Los Croods: Una nueva era | Crítica

El poder de la manada

Una imagen de la segunda entrega de las aventuras de los Croods.

Una imagen de la segunda entrega de las aventuras de los Croods.

La segunda entrega de las aventuras animadas de los Croods, cavernícolas entrañables made in Dreamworks, no deja lugar a dudas sobre lo conservador de su mensaje: donde se ponga una familia tradicional, numerosa y unida, que se quite cualquier otro modelo, incluido el ecologista-sostenible, encarnado en esos padres pijo-hippies con los que se encuentran en su búsqueda de un hogar donde asentarse después de años de trote a la intemperie por los senderos y estaciones de la edad de Piedra.

Si el adulto es capaz de sortear tamaño escollo ideológico, puede que disfrute a pleno pulmón junto a sus acompañantes infantiles (aquí sí que dará igual que los hijos sean propios o adoptivos, incluso si son los sobrinos) de esta vertiginosa historia entre escenologías lisérgicas y colores fosforitos que enfrenta a la manada siempre calentita, incluso en su estupidez, a la inevitable emancipación romántica de una de sus criaturas, enamorada de un joven igual de bobo aunque más civilizado, a su familia adoptiva, los ‘Masmejor’, capaces de construir un confortable espacio acotado en mitad de la jungla, y a los monos golpeadores que les demandan bananas para alimentar al temible monstruo simiesco del lugar.
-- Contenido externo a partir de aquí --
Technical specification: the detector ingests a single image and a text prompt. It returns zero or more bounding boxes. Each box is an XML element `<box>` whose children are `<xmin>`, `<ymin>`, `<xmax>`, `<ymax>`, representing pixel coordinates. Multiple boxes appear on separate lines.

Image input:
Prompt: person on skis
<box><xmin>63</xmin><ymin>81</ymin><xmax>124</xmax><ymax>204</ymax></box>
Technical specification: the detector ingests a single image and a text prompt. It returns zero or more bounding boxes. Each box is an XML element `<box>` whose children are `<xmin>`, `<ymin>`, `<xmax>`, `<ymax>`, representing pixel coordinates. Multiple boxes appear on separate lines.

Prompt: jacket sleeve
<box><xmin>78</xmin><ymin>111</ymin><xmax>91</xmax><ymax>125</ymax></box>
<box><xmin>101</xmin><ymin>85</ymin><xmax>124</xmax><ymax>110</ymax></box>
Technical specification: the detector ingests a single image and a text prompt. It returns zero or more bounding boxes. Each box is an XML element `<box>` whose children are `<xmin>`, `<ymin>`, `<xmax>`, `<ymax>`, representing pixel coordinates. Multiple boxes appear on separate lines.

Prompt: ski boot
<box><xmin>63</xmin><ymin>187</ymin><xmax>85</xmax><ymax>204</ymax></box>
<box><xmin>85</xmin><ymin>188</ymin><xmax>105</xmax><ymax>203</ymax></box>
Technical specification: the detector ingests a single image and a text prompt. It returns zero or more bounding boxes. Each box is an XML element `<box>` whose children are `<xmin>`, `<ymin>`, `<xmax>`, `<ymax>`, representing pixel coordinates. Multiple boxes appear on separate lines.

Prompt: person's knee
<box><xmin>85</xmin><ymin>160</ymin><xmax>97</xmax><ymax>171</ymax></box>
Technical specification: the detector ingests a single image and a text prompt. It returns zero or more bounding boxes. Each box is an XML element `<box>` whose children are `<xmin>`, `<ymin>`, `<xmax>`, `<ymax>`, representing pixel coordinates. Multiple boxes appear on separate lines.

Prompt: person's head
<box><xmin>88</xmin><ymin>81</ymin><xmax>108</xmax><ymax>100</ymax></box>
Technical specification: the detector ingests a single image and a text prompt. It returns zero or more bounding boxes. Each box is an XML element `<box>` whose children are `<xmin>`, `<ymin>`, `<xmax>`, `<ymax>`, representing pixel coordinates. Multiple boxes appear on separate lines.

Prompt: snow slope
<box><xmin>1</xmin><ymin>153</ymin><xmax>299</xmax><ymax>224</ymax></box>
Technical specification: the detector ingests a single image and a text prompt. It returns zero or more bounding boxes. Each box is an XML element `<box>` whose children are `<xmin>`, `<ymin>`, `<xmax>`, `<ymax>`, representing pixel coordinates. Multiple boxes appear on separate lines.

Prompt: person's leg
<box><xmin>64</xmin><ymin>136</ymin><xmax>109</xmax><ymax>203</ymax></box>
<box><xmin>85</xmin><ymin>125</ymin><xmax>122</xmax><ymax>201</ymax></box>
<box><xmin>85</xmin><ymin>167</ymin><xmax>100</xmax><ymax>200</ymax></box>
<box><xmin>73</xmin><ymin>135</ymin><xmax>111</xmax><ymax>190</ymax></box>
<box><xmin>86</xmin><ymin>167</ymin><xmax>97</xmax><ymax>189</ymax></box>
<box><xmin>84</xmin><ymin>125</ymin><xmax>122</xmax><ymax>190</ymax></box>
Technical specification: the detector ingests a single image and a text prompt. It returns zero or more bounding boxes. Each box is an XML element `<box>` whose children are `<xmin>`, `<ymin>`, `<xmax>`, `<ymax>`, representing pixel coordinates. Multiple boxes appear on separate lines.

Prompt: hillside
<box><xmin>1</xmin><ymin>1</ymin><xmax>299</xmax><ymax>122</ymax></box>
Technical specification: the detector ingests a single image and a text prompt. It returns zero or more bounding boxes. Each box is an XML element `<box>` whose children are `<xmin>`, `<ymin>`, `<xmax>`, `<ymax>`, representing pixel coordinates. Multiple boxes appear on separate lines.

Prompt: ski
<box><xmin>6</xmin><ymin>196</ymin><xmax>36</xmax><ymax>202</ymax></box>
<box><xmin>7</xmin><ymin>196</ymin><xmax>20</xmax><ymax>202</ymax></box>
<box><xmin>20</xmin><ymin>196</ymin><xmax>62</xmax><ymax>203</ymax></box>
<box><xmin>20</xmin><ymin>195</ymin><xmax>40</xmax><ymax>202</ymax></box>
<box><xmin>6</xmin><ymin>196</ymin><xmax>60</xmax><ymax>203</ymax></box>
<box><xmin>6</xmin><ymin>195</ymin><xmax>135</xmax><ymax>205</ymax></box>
Lo mejor de estos Croods es sin duda su condición de comedia de suegros a la greña y el buen retrato de personajes y tipos dentro de cada conjunto, del niño tonto enganchado a la pantalla de madera a esa abuela con peluca viviente que prepara su regreso como heroína empoderada, por no hablar del particular lenguaje a mamporros de los monetes que, a la postre, también acabarán integrando la gran, correcta y prehistórica familia multicultural que se apunta igualmente como gran mensaje de la cinta.